Quels sont les événements qui vous le plus déçu ? Et pourquoi ?

Le débat sur le travail du dimanche n'a pas permis d'ouvrir sur des innovations de service ou sociales intéressantes. Le postulat de départ reste de toujours considérer le travail comme une pénibilité. C'est dommage, c'est une occasion manquée. Par moment, j'ai l'impression que l'on en parle comme de l'amiante : il faudrait s'en débarrasser. Pour ensuite pleurer nos cinq millions de chômeurs. Nous devons nous battre pour que le travail soit de nouveau considéré comme une source d'épanouissement et de progrès social.

Quelles sont vos attentes pour 2014 ? Et pourquoi ?

Sur ce sujet, je compte sur les médias. J'aimerais que, chaque jour, soit partagée l'histoire d'une personne qui a réussi dans son travail, qui y trouve du plaisir et un sens social. Nous continuons d'avoir besoin de valoriser les métiers de service, qui ne font toujours pas faire rêver, alors qu'ils demandent une intelligence de situation et une souplesse dans la relation à l'autre qui sont de vrais atouts pour la vie. Dans un contexte globalement morose, je formule le voeu d'un véritable regain d'optimisme.

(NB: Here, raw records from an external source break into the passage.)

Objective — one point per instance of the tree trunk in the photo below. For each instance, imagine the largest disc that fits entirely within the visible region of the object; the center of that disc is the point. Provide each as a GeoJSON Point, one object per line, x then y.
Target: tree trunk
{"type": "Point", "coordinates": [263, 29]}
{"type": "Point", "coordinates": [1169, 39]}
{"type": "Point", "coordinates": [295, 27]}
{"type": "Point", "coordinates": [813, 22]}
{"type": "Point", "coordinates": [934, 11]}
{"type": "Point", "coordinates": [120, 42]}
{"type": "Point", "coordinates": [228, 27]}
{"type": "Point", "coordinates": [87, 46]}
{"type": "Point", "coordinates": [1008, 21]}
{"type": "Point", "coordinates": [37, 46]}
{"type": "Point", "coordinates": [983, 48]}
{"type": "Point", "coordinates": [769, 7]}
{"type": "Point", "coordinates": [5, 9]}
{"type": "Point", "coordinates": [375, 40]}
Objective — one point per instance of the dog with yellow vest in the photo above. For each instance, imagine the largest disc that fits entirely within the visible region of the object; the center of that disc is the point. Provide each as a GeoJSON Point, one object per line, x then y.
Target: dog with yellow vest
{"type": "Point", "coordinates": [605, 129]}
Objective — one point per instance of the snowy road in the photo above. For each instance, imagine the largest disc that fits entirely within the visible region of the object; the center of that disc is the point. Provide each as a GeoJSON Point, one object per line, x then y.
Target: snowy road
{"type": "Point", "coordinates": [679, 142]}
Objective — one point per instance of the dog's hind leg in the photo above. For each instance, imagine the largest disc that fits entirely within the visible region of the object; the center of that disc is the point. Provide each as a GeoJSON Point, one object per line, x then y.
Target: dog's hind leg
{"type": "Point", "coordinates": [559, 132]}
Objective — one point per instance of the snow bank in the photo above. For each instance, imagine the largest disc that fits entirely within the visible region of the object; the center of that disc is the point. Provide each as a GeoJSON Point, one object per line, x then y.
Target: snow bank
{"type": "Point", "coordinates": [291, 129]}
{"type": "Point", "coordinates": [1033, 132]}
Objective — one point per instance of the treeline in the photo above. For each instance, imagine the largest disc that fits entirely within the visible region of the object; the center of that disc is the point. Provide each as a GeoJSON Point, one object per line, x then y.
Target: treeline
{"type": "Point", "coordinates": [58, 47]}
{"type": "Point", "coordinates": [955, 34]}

Quelles sont vos craintes pour 2014 ? Et pourquoi ?

De trop grandes difficultés économiques ou complexités administratives empêchent la création d'entreprises de service. Nous avons besoin d'innovation, d'entrepreneurs, petits et gros, qui y croient et se lancent, car c'est ce qui rend le monde du service vivant, dynamique et passionnant. Ne nous endormons pas sur l'existant, soyons audacieux !

Quelles tendances voyez-vous émerger ou se confirmer en 2014 ? Et pourquoi ?

Je crois que les marques commencent à intégrer plus fortement l'esprit de service et la relation client comme insight. C'est une bonne nouvelle car cela veut dire que les fonctions marketing, communication, RH, digital, jusqu'au top management et aux actionnaires, peuvent réfléchir ensemble à la meilleure manière de représenter la stratégie de service d'une entreprise, et la valoriser.

Et enfin, selon moi, la digitalisation du service va encore s'amplifier, apportant plus de simplicité et de rapidité pour les clients, et continuant à challenger les services délivrés par les humains (plus rapides, plus experts, plus chaleureux). On peut se dire que cela met la barre très haut, et là encore, c'est une bonne nouvelle pour continuer à réinventer les services.